In addition to the profound shift in voltage dependence of Po, the homomeric G375R channels exhibited an ∼40% decrease in the single-channel conductance compared to WT channels. As proposed by Geng et al. (2023), this DOF could be caused by the decrease in the pore vestibule volume due to the substitution of Gly375 with a larger arginine and/or by an electrostatic repulsion of the permeant K+ ions introduced by the substitution. As the macroscopic current analysis indicates, for the averaged cellular response this respectable DOF is thwarted by the GOF effect of the G375R mutation. Importantly, in native cells BK channels are also regulated by a variety of additional factors, including alternative splicing, regulatory β and ɣ subunits, intracellular Mg2+, and cholesterol (Cui, 2021; Gonzalez-Perez et al., 2014; Shipston and Tian, 2016; Bukiya and Dopico, 2019). Additional studies are necessary to investigate how the GOF and DOF effects of the G375R mutation integrate with the common pathways of BK channel regulation.

Mechanism of Po regulation by Gly375

While it is clear that Gly375 is an important residue for BK channel gating, the mechanism of the Po regulation by Gly375 is not clear. Is it the structural flexibility introduced by the glycine residue, and/or size and charge at the 375 position that regulates Po? It has been previously reported that G375D substitution shifted the V1/2 of BK channel activation to the hyperpolarized potentials by 55 mV, based on the analysis of macroscopic currents recorded in the inside-out patch-clamp configuration (Chen et al., 2014). This shift is less than the one caused by the G375R mutation; however, overall it is in the same direction despite the opposite charges of the substituted residues. Still, it is premature to rule out the possible contribution of a charge at the 375 position without the single-channel current analysis as it is possible the G375D mutation causes opposite effects on Po and single-channel conductance than G375R and this response is masked in the macroscopic currents. Alternatively, the charge substitutions could affect BK channel gating by changing the rotamer preferences of ionized side chains located in the vicinity of the 375 position, as it was shown for the effect of residue substitutions on the ion selectivity of pentameric ligand-gated ion channels (Cymes and Grosman, 2016).
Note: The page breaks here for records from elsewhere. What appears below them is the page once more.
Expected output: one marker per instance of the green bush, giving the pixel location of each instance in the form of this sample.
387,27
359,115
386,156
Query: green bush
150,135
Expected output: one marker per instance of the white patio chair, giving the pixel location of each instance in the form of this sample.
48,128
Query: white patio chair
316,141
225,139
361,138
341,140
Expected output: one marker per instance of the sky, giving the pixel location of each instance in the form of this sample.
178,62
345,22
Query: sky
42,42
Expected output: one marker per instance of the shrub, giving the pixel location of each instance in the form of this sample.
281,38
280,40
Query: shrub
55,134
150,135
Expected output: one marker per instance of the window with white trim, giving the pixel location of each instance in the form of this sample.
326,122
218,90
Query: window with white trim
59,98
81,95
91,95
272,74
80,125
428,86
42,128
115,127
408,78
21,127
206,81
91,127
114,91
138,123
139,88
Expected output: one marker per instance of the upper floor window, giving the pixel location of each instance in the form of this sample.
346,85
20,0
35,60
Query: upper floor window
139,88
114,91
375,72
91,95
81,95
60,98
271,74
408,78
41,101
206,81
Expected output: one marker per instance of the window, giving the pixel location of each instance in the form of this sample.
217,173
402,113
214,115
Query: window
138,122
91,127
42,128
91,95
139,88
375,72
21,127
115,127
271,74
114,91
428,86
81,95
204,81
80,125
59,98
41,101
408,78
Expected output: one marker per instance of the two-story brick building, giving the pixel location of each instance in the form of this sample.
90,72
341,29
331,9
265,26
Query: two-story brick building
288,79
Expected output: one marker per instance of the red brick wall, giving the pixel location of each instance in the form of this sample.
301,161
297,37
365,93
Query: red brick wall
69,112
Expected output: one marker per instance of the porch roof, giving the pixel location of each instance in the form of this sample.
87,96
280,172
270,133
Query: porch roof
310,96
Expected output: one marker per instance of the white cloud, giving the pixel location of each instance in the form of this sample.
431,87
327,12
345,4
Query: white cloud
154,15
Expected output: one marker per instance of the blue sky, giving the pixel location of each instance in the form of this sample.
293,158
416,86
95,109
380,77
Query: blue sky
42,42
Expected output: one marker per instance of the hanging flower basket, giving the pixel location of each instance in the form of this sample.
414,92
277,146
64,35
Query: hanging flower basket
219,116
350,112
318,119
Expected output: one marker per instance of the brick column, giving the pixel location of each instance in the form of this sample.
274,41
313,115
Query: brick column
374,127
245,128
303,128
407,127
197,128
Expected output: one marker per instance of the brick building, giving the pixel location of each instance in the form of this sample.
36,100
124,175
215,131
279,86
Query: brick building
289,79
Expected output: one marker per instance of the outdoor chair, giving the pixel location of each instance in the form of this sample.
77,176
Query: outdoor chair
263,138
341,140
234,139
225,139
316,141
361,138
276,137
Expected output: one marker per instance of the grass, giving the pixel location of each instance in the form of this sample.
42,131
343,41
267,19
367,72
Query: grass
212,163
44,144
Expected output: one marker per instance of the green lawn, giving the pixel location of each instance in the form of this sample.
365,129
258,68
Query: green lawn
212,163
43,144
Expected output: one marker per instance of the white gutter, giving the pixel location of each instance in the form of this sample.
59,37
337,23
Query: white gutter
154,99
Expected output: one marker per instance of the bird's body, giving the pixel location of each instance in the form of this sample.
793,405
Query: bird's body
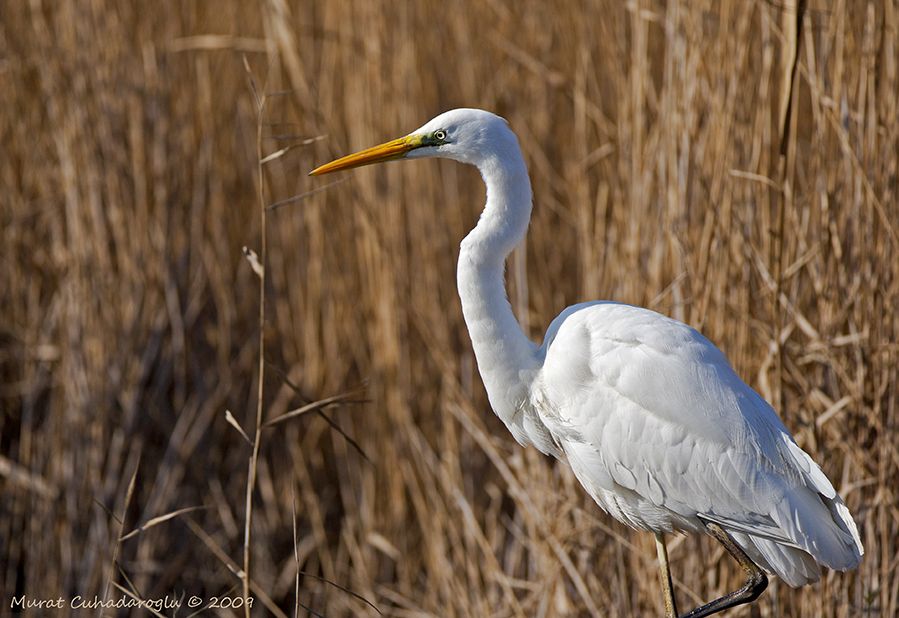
648,413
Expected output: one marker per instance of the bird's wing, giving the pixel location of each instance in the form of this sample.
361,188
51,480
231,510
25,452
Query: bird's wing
647,404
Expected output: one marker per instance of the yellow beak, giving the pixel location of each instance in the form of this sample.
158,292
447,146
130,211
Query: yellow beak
395,149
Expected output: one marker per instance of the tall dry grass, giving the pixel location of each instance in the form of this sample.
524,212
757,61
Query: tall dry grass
652,130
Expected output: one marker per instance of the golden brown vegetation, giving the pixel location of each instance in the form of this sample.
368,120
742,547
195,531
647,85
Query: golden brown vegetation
652,130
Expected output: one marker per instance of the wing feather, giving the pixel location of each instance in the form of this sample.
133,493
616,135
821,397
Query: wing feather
650,409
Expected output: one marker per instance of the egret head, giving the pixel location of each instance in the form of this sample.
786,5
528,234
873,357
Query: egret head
466,135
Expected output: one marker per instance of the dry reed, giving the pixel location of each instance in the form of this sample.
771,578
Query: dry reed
652,130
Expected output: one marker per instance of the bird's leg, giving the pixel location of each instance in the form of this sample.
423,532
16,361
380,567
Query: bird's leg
665,577
756,580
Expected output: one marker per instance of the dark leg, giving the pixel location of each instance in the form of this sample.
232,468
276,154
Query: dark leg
665,577
756,580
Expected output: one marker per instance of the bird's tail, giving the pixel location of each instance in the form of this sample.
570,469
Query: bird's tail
817,529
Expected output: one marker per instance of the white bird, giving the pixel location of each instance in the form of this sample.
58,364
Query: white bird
655,424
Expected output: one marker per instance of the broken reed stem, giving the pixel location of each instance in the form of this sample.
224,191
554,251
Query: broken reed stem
259,99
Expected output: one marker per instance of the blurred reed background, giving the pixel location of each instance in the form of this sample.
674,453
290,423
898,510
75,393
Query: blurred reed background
652,130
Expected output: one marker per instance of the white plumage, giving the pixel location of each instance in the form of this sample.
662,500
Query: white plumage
653,421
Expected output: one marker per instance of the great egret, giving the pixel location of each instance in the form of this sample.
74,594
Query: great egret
648,413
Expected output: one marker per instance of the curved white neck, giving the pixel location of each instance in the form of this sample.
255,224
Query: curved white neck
506,358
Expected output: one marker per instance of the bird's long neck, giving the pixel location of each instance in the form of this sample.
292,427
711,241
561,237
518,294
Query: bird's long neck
506,357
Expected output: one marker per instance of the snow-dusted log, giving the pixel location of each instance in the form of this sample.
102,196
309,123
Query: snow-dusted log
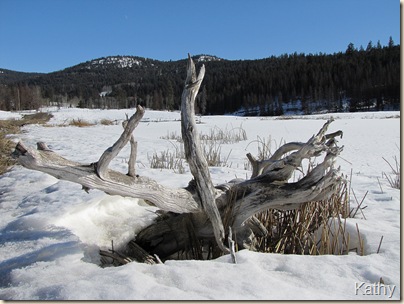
201,207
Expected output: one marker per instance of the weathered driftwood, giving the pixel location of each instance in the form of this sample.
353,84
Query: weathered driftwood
199,212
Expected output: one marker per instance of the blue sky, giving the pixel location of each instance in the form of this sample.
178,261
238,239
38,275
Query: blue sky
50,35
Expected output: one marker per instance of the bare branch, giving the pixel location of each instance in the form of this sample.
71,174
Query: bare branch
113,151
193,151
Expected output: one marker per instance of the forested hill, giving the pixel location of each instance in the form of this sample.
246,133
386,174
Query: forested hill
354,80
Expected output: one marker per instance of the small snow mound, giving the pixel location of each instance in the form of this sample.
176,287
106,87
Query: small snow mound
106,219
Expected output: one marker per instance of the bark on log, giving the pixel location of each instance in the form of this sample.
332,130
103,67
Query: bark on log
201,207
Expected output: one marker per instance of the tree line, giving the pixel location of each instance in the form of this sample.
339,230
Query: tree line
359,79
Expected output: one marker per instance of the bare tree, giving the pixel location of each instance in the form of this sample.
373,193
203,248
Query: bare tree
203,208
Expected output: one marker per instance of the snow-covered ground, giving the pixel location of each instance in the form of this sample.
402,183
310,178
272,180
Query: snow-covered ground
50,230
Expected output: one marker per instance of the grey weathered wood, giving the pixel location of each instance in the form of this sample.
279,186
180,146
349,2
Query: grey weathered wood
110,153
194,152
201,207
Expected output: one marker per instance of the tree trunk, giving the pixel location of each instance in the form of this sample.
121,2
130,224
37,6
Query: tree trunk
201,212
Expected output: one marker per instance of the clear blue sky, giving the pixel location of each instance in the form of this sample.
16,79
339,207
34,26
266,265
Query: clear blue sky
50,35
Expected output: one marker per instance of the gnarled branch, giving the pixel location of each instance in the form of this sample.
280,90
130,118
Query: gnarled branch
201,205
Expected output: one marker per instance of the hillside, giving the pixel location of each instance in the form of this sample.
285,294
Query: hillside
355,80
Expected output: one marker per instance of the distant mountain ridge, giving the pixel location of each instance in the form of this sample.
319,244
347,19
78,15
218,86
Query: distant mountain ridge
354,80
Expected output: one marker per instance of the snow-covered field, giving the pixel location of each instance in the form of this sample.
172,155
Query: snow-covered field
50,230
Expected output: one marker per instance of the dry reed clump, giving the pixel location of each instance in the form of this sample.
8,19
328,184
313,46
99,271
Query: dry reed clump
108,122
169,160
217,135
211,145
395,180
81,123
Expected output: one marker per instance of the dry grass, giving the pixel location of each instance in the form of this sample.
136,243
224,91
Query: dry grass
169,160
81,123
108,122
13,126
394,180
The G375R mutation left-shifted the V1/2 of BK channel activation in the absence and also presence of intracellular Ca2+, although, the shift was seemingly larger in the presence of Ca2+, based on the macroscopic currents recorded from excised inside-out membrane patches. Interestingly, for the G375D mutation the left-shift in V1/2 was smaller in the presence of Ca2+ than in the absence (Chen et al., 2014). Single-channel based studies involving substitutions of different size and charge residues at the position 375, investigated over the range of Ca2+ concentrations, are needed to investigate if and how Ca2+-dependent gating and effects of Gly375 are allosterically coupled.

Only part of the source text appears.